A continuación publicamos la editorial de El Mercurio en extenso:
Un aspecto que será indispensable considerar con atención en el confuso panorama en que se desenvuelve el conflicto estudiantil -posibilidades de negociación política en el Congreso para avanzar soluciones respecto de algunas de las demandas planteadas por los estudiantes y, simultáneamente, dudas respecto del apoyo de las organizaciones estudiantiles al resultado de esa negociación-, es la forma como se aborde el tema de las universidades regionales, por la importancia que reviste el hecho de que ellas sean tratadas con equidad y realismo, y también por la incidencia que tienen en la descentralización del país -una necesidad nacional cada vez más apremiante-. Dichas universidades enfrentan un escenario complejo, precisamente porque el prolongado conflicto les ha significado una grave merma de ingresos en lo que va corrido del año, de unos 20 mil millones de pesos por pago de mensualidades no percibidas, y una gran incertidumbre respecto de la matrícula que recibirán el próximo año, que algunos estiman bajará en más de tres mil alumnos que emigrarán a otros planteles.

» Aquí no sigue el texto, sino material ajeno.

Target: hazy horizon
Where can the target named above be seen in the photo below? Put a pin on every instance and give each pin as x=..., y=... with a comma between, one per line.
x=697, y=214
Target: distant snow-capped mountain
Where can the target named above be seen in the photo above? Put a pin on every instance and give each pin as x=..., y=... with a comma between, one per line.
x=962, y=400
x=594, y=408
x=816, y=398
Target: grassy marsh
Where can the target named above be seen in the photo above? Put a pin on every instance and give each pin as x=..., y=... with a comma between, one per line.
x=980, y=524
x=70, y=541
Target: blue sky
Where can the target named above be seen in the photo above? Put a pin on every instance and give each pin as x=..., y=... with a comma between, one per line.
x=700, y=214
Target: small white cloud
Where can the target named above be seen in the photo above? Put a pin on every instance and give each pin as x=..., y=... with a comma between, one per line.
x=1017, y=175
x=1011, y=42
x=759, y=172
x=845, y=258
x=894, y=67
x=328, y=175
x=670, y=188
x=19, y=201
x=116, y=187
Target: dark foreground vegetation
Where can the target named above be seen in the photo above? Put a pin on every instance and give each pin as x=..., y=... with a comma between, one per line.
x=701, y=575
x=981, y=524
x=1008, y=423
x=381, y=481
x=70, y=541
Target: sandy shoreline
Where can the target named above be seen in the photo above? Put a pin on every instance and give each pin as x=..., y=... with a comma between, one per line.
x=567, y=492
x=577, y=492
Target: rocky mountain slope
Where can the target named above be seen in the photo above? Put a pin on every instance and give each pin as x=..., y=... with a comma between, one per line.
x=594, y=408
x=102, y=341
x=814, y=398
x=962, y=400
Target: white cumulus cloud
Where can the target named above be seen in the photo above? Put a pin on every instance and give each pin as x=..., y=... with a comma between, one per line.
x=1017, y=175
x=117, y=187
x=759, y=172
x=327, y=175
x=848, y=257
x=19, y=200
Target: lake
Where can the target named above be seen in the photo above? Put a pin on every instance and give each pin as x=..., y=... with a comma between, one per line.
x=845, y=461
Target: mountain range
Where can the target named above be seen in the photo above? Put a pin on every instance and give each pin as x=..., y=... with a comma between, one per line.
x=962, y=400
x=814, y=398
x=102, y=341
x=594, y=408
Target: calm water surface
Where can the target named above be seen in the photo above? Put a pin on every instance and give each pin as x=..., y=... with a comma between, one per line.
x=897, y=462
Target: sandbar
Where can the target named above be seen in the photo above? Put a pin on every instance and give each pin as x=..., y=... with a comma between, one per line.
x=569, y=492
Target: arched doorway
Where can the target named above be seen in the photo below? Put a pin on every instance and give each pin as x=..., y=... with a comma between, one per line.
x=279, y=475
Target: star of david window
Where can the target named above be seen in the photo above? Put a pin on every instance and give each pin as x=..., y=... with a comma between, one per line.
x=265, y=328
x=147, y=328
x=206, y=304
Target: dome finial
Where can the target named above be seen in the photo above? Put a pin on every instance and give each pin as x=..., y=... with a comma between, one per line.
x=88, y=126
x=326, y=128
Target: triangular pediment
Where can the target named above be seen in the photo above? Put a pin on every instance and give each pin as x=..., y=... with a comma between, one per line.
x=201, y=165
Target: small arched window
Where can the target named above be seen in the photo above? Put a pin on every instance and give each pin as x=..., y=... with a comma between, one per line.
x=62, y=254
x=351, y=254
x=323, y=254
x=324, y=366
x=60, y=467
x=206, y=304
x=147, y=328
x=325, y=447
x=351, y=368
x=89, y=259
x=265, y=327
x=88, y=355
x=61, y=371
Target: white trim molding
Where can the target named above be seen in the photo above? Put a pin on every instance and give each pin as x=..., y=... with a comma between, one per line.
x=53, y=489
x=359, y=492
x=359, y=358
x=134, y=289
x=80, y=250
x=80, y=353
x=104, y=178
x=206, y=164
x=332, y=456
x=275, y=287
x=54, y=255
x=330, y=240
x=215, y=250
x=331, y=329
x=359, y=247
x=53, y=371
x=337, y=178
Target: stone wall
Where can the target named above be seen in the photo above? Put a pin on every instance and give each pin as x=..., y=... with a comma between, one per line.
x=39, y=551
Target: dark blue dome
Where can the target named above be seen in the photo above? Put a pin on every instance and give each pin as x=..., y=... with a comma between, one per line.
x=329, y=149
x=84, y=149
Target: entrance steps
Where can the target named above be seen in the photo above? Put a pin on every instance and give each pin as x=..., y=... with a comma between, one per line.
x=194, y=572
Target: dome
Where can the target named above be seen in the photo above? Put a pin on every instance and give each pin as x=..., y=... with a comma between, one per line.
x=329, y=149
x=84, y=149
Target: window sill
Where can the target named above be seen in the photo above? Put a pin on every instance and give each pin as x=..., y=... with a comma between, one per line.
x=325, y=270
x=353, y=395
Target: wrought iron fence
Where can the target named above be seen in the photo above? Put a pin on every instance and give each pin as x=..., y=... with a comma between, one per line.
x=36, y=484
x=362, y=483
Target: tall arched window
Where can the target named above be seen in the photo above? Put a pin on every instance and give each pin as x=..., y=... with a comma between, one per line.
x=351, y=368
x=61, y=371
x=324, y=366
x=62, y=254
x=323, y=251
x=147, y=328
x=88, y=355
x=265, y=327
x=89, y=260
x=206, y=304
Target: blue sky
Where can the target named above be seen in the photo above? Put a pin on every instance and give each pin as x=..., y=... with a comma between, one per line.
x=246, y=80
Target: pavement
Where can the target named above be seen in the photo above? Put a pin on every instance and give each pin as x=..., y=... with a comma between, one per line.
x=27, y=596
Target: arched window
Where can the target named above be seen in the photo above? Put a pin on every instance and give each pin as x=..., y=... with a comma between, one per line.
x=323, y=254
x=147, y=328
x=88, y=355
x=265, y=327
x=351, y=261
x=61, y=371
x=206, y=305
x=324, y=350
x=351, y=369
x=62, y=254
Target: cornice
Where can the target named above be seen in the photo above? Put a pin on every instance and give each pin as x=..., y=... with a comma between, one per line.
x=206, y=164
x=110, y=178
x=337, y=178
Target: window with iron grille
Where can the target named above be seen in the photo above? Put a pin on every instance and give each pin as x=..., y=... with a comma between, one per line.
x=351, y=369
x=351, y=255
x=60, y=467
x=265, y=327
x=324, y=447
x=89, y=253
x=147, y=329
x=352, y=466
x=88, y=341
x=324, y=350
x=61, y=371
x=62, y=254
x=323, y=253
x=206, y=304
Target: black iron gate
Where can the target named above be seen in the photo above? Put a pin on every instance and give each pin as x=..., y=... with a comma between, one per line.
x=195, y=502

Es previsible que no pocos de quienes normalmente habrían postulado a ellas reciban presión de sus familias para ingresar a otras distintas, que les aseguren mayor normalidad en sus clases.
Al igual que en el resto del país, entre las universidades regionales algunas son estatales; otras, sin serlo, pertenecen a las llamadas «tradicionales», y otras que son privadas, creadas en los últimos 30 años. El apoyo que los dos primeros grupos solicitan al Estado en la forma de fondos basales, que sirvan para financiar su estructura permanente y que excede la labor puramente formativa de los estudiantes -aquella parte que no está reflejada en el valor de la matrícula-, ha sido un tema ampliamente debatido en el último tiempo. El Estado ha sido renuente a aumentar dichos fondos basales -más allá de aquellos históricos asociados al llamado financiamiento directo, a los que se suman el financiamiento indirecto que acompaña a los mejores puntajes que ingresan a las universidades, y los fondos concursables para proyectos científicos y tecnológicos-, debido a la dificultad de medir la eficiencia con que esos recursos serían gastados. A esta medición no cabe renunciar, porque siendo los recursos siempre escasos, todo gobierno debe asegurarse de que ellos sean empleados de la mejor forma posible.
Si como resultado de un posible acuerdo político en materia universitaria en el marco de la discusión parlamentaria se incorpora un aumento de los fondos basales, ello debería sujetarse a convenios de desempeño medibles, que comprometan a las instituciones receptoras de esos dineros públicos en un esfuerzo por mejorar su calidad o en la consecución de proyectos específicos. En el caso de las universidades regionales, hay ejemplos de algunas tradicionales de mucho prestigio, como la Austral o la de Talca, cuyos servicios al desarrollo regional están a la vista. Pero también hay otras cuyos proyectos de expansión y calidad formativa dejan mucho que desear y que lindan, incluso, en lo disparatado de abrir sedes distantes. Esto hace justo que el Estado distinga entre esas situaciones, y que el apoyo que les otorgue reconozca esas diferencias, de modo que haya un premio al esfuerzo metódico y sistemático a lo largo del tiempo. Un sistema de universidades regionales robusto es un factor crucial para el desarrollo de sus respectivas regiones, pues ellas no sólo son -o deberían ser- polos de investigación científica y tecnológica de concretas repercusiones en el aparato productivo regional, sino también centros de labor intelectual, cultural y artística no capitalina y, por esa vía, agentes activos de la urgente descentralización de Chile.
El acuerdo educacional a que se llegue no debería en caso alguno postergar a los planteles regionales en favor de los tradicionales y con mayor capacidad de presión.